How to calculate that integral? I have no idea what substitution to use. I think polar coordinates will be needed here.
$$\displaystyle \int_{-\infty}^{\infty} \int_{-\infty}^{\infty}{ {{1}\over{2\pi}} e^{{{-1}\over{2}}(4x^2-2xy+3y^2)} ~\mathrm dx \mathrm dy}$$
On
You can even do it with $(x,y)$. Complete the square first
$$\int{ \frac{1}{2\pi}} e^{{{-1}\over{2}}(4x^2-2xy+3y^2)} dx=\frac{e^{-\frac{11 y^2}{8}} \text{erf}\left(\frac{4 x-y}{2 \sqrt{2}}\right)}{4 \sqrt{2 \pi }}$$ $$\int_{-\infty}^\infty{ \frac{1}{2\pi}} e^{{{-1}\over{2}}(4x^2-2xy+3y^2)} dx=\frac{e^{-\frac{11 y^2}{8}}}{2 \sqrt{2 \pi }}$$ $$\int \frac{e^{-\frac{11 y^2}{8}}}{2 \sqrt{2 \pi }}\,dy=\frac{\text{erf}\left(\frac{1}{2} \sqrt{\frac{11}{2}} y\right)}{2 \sqrt{11}}$$ $$\int_{-\infty}^\infty \frac{e^{-\frac{11 y^2}{8}}}{2 \sqrt{2 \pi }}\,dy=\frac{1}{\sqrt{11}}$$
In fact, for the most general case $$I=\int_{-\infty}^{\infty} \int_{-\infty}^{\infty}\frac 1{2\pi} e^{-(ax^2+bxy+by^2)}\,dx\,dy=\frac{1}{\sqrt{4 a c-b^2}}$$ if $$\Re(a)>0\land \Re\left(\frac{b^2}{a}\right)<4 \Re(c)$$
Hint
First prove that your integral converges.
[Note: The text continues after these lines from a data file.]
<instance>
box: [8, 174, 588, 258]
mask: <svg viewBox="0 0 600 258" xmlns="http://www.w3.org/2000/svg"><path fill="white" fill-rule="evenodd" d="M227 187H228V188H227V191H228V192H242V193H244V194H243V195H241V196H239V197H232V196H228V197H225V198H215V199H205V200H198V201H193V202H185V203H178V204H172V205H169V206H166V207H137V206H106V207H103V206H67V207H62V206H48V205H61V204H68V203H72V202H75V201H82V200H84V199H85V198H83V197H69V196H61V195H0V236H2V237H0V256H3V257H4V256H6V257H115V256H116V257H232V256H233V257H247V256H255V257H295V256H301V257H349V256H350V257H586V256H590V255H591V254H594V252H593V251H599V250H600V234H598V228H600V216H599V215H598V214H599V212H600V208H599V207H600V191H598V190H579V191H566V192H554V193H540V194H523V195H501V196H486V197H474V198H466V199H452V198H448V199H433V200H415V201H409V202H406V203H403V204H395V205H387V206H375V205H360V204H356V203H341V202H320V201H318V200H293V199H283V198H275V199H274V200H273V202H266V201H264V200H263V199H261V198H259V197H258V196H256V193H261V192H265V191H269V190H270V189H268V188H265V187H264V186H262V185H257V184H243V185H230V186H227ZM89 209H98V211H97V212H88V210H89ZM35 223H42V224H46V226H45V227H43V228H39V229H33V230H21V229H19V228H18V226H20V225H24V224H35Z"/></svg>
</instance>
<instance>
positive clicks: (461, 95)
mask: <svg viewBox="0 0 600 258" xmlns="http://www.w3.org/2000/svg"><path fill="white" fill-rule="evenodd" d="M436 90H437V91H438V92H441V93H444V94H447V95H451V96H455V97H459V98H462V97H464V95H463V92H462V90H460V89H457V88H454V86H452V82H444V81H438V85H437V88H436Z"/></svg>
Then $$\frac{1}{2\pi}\iint_{\mathbb R^2}e^{-\frac{1}{2}(4x^2-2xy+3y^2)}\,\mathrm d x\,\mathrm d y=\lim_{n\to \infty }\iint_{\mathcal B(0,n)}e^{-\frac{1}{2}(4x^2-2xy+3y^2)}\,\mathrm d x\,\mathrm d y,$$ where $\mathcal B(0,n)=\{(x,y)\mid x^2+y^2\leq n\}$. Using polar coordinates allow you to conclude.